JavaScript: The One Everyone Has At Least Heard Of

There's a saying coined by Jeff Atwood in 2007. It says that any app that can be written in JS will be written in JS. It's not surprising. JavaScript is perhaps the most recognizable programming language on earth.

It powers everything from IoT devices to clients and servers and is even used in machine learning. While it might not have been popular in the blockchain space for years, the ICO outbreak of two years ago changed all that.

It has fantastic community support, and there are more places to learn JavaScript than any other language. It's best suited for entering the blockchain race rather than moving forward, but there isn't a better language to learn as a beginner.

Python: The Little Language That Can

Python is a testament to what can be achieved by keeping things simple. Just because Python is easy to use and very beginner friendly, it does not mean that it is not a superbly created language that has a variety of uses. In fact, it is as popular in the crypto space like it in general internet culture.

IBM's Hyperledger has implemented it in Sawtooth and Ethereum has created their own version of Python called Pythereium. It also has a vast number of libraries and framework so you would be able to start with whatever you could possibly imagine.

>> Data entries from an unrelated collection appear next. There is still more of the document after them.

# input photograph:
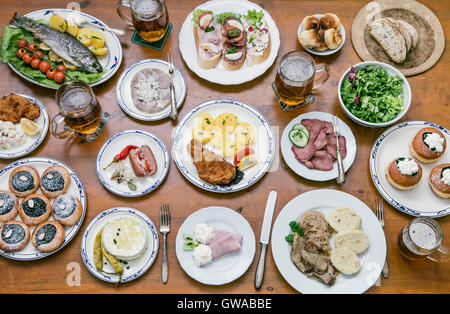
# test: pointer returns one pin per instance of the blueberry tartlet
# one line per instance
(48, 236)
(54, 181)
(14, 236)
(34, 209)
(67, 210)
(23, 181)
(9, 206)
(404, 173)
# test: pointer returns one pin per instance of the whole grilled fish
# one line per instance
(62, 44)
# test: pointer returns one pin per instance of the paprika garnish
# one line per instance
(122, 155)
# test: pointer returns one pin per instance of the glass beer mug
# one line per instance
(149, 17)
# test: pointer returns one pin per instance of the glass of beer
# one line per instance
(79, 114)
(296, 79)
(149, 17)
(422, 238)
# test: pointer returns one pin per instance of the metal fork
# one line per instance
(379, 212)
(341, 174)
(173, 102)
(164, 228)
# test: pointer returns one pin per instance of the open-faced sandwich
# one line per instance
(208, 38)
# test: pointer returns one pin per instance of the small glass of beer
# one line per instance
(149, 17)
(296, 79)
(422, 238)
(78, 109)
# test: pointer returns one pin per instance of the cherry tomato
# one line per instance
(21, 52)
(50, 74)
(62, 68)
(22, 43)
(35, 63)
(38, 55)
(44, 66)
(33, 46)
(59, 77)
(27, 58)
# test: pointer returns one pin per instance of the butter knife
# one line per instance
(264, 238)
(341, 174)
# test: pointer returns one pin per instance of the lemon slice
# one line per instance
(29, 127)
(247, 162)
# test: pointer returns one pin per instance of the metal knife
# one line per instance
(264, 238)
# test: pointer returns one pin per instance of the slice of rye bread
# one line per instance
(390, 39)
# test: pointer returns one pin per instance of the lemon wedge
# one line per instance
(29, 127)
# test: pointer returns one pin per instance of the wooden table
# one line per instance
(430, 94)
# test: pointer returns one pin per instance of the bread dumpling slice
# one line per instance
(390, 39)
(355, 240)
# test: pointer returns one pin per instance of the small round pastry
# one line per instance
(67, 210)
(330, 20)
(34, 209)
(428, 145)
(23, 181)
(48, 236)
(311, 22)
(14, 236)
(439, 180)
(54, 181)
(9, 206)
(404, 173)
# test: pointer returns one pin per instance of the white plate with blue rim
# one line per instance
(264, 146)
(324, 201)
(228, 267)
(110, 63)
(31, 142)
(75, 188)
(394, 143)
(131, 269)
(114, 145)
(123, 89)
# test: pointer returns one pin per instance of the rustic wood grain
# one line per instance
(430, 101)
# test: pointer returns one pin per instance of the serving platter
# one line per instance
(393, 143)
(226, 268)
(75, 188)
(264, 147)
(314, 174)
(110, 64)
(325, 200)
(114, 146)
(133, 269)
(34, 141)
(123, 89)
(218, 74)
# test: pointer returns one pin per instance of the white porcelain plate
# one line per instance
(115, 144)
(314, 174)
(132, 269)
(394, 143)
(226, 268)
(32, 141)
(264, 143)
(218, 74)
(324, 201)
(123, 89)
(75, 189)
(110, 63)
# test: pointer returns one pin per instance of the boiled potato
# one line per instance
(58, 23)
(226, 121)
(200, 135)
(245, 134)
(72, 29)
(205, 120)
(85, 36)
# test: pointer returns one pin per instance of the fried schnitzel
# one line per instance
(211, 167)
(14, 107)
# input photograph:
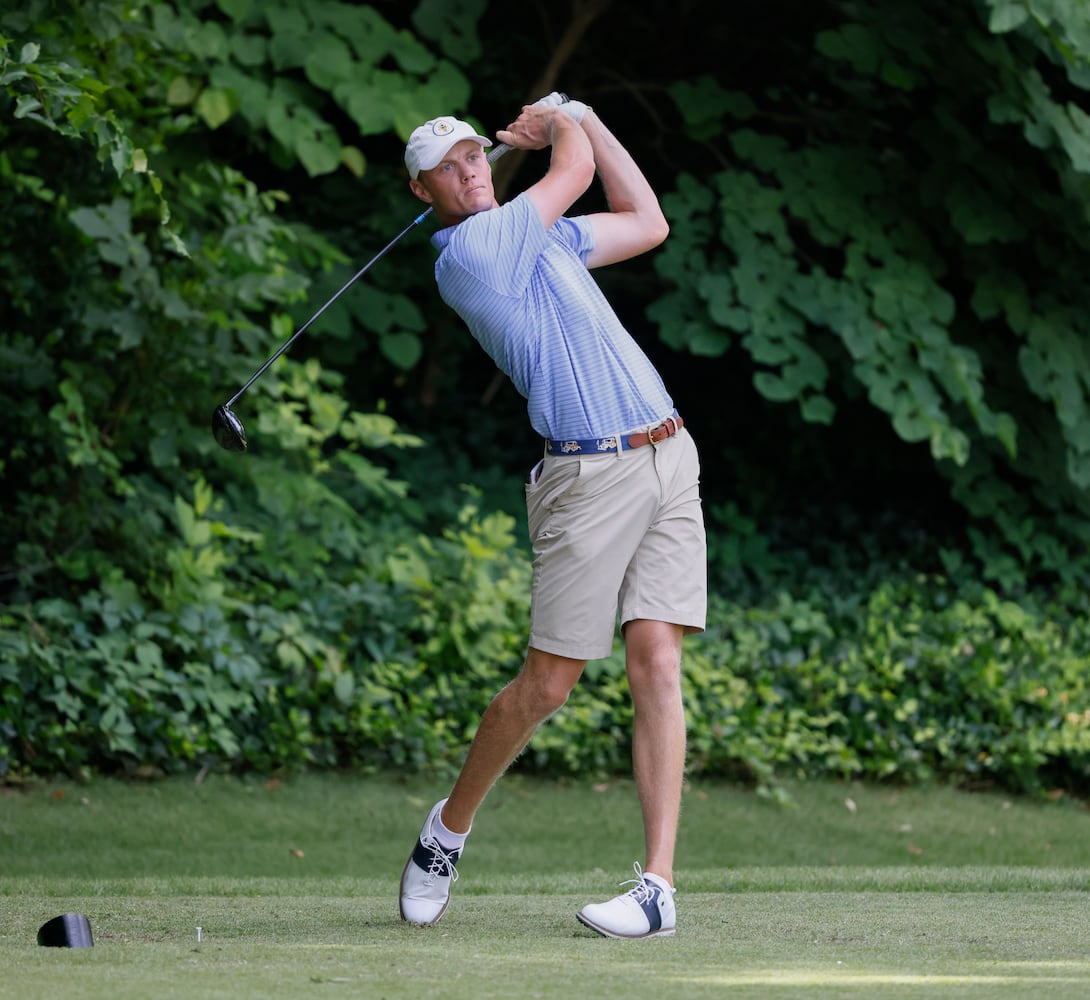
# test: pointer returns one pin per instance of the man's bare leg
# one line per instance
(653, 660)
(541, 688)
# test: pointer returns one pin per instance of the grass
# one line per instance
(855, 891)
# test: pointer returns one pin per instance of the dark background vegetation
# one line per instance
(871, 312)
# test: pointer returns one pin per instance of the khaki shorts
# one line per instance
(616, 535)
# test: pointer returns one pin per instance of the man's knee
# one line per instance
(546, 681)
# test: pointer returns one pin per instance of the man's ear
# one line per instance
(416, 188)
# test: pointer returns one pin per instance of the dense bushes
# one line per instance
(389, 661)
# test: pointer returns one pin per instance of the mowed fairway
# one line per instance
(851, 891)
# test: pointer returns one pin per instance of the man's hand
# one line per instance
(534, 129)
(574, 109)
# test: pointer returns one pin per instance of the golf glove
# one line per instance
(574, 109)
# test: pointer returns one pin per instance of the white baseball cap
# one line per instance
(433, 140)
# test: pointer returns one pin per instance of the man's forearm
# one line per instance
(625, 185)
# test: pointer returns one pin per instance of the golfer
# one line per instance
(614, 506)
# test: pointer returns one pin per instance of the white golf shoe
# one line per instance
(427, 876)
(645, 911)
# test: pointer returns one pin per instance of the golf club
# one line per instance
(226, 426)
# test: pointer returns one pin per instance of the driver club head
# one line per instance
(68, 930)
(228, 430)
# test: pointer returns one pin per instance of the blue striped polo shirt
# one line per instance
(529, 299)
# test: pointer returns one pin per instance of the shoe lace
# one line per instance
(443, 862)
(641, 890)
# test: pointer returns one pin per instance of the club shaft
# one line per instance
(494, 155)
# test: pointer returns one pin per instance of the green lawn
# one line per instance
(851, 892)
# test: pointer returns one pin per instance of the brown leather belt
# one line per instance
(597, 445)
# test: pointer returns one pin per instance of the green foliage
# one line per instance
(916, 232)
(180, 181)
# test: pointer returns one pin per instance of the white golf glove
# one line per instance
(574, 109)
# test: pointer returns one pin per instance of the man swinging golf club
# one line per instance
(614, 506)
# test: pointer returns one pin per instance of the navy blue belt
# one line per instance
(598, 445)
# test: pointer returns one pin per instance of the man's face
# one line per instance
(460, 185)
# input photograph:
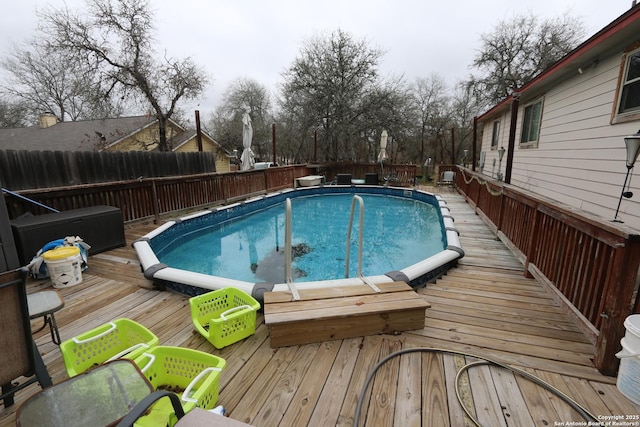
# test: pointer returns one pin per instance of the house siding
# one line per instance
(580, 157)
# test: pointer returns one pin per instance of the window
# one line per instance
(629, 87)
(531, 122)
(496, 134)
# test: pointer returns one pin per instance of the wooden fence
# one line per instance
(152, 197)
(22, 169)
(589, 264)
(399, 175)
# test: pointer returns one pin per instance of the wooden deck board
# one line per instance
(486, 307)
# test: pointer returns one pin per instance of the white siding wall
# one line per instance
(580, 158)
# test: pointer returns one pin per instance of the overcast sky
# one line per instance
(259, 39)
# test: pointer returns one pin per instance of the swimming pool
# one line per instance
(187, 254)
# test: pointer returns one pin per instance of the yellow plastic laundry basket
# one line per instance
(192, 374)
(224, 316)
(113, 340)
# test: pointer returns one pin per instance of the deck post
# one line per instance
(617, 303)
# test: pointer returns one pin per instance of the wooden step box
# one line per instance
(342, 312)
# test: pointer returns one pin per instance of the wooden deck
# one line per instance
(484, 307)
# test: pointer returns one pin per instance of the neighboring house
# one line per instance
(570, 123)
(139, 133)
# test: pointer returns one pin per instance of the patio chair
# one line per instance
(20, 356)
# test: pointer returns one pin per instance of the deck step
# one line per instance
(342, 312)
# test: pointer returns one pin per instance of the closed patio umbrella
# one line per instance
(382, 156)
(247, 158)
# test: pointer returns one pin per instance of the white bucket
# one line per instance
(64, 265)
(629, 372)
(632, 335)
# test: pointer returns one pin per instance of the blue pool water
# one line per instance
(398, 232)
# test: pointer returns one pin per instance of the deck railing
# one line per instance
(591, 265)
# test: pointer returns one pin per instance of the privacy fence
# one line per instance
(22, 170)
(589, 264)
(145, 198)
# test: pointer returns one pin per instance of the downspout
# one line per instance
(473, 144)
(512, 136)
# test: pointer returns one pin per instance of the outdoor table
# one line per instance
(45, 304)
(98, 397)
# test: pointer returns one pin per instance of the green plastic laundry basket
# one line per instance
(224, 316)
(121, 338)
(193, 375)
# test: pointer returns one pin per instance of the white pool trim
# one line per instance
(156, 271)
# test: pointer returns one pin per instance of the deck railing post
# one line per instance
(617, 303)
(532, 241)
(154, 202)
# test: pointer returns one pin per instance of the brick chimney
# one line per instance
(47, 119)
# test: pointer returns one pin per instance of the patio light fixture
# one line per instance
(632, 142)
(501, 151)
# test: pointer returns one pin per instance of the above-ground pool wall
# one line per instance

Solidity: Created For Blockchain Specifically

When a new technology comes out, there is rarely a reason to create an entirely new programming language just to be able to take full advantage of the technology. However, Solidity is just that. It was created specifically to write smart contracts on the Ethereum network. It is an object orientated language that is Turing complete. It has a syntax that is parts JavaScript, parts C++ and even a little bit of Python.

The key thing to remember that Solidity has set the current standard for Ethereum smart contracts, a standard called ERC20. ERC20 is a staple in the smart contract space and to make better smart contracts you need to know this language.